A quadrilha é o momento de glória em que quase todos participam e se soltam, esquecendo as vergonhas e se lembrando de quanto somos caipiras e o quanto isso é bom. Mesmo quem nunca dança costuma participar da brincadeira, com passos marcados, uma noiva e um noivo por seguir e uma certa bagunça premeditada que faz tão bem. Pouco importa se a música é quase sempre a mesma, que pode demorar horas, ela continua quase sempre ali, se repetindo compasso por compasso e todo mundo acha bom. As inibições somem junto com a dança folclórica, como se a cada volteio despisse um pouquinho mais a máscara que cada um costuma trazer para as noites comuns de forró e dali, nu, diante da brincadeira de roda tão infantil e tradicional. Aos poucos os rebolados aumentam e as pessoas se alegram mais e mais a ponto de esquecerem que em algum momento, seja no galope, seja no desfile, seja em qual passo for, ela estará ali, diante de todos, um pouco ridículo, um pouco desajeitado, mas que importância teria? Ao lado de tantos do mesmo modo.

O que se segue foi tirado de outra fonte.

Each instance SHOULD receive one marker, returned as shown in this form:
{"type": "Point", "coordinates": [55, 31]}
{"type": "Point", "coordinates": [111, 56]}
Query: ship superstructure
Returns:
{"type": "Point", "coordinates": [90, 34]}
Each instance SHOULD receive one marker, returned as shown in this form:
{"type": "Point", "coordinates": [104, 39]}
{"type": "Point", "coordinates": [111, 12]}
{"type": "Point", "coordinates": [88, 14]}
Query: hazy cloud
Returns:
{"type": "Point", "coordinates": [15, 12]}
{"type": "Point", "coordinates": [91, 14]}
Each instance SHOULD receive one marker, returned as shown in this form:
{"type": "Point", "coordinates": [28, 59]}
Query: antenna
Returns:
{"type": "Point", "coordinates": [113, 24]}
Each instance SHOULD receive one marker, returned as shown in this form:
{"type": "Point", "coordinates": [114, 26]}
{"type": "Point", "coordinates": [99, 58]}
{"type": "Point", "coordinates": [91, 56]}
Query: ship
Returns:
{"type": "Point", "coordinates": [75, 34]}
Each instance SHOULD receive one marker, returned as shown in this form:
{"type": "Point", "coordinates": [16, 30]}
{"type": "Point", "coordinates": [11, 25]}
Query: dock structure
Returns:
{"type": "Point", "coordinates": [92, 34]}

E segue a quadrilha! Vem o galope em passos engraçados, o serrote com sua confusão habitual, até chegar no caracol, quando o "caus" se instala com as pessoas enroladas em um mar de gente rodando, dançando e rindo.
Quando chega a hora do túnel é o grande momento. Quer brincadeira mais infantil e ingênua do que passar por baixo de pessoas com mão dadas em cima da sua cabeça? É quase uma montanha russa, um tobogã, um passeio de carrossel. Por que é tão bom? E se é tão bom, por que não o ano inteiro? Por que achamos tanta graça nesse momento dos festejos juninos? Qual a mágica ou o milagre dos três Santos principais padroeiros dessas festas?
Mais bobo, mais ingênuo e quase tão divertido é ouvir que a ponte quebrou, mesmo sabendo que era mentira. E se começa a chuva? O terreiro, o quintal, o salão, a rua vira uma gritaria, mas logo alguém trata de dizer que já passou. Que medo da cobra! Que faz as mulheres se jogarem nos colos de seus parceiros como se fosse a coisa mais aterrorizadora do mundo. Que bom que ela passa logo e podemos seguir adiante com o passeio na roça. Por fim, o grande baile e o adeus a Santo Antonio, São Pedro e São João.
Não sei por que é tão bom, nem sei se alguém sabe explicar. Será que algum sociólogo, psicólogo ou folclorista o sabe? Explicado ou não, é sempre um sucesso.
Bem que as pessoas, a mídia, os empresários e o governo poderiam reparar nisso tudo e ajudarmos a ter mais festas desse tipo, quem sabe grandes festas de rua, já que existe até uma lei em São Paulo propondo uma para entrar no calendário de eventos do município. Enquanto isso não acontece, algumas empresas, paróquias, grupos de amigos, clubes e casas de forró fazem seus pequenos arraiais.
Este ano, no Canto da Ema, tivemos cinco, duas que nós organizamos e três de eventos que realizamos para comunidades e empresas. Em todas elas a mesma alegria aconteceu, a cada quadrilha repetiam-se os sorrisos e a catarse diante da sanfona, do zabumba e do triângulo, em uma dança de roda que pretendemos repetir mais e mais. Quem sabe uma "festa julina"? Alguém quer?
Nas que fizemos só faltou a fogueira, quem sabe o ano que vem... nosso forró.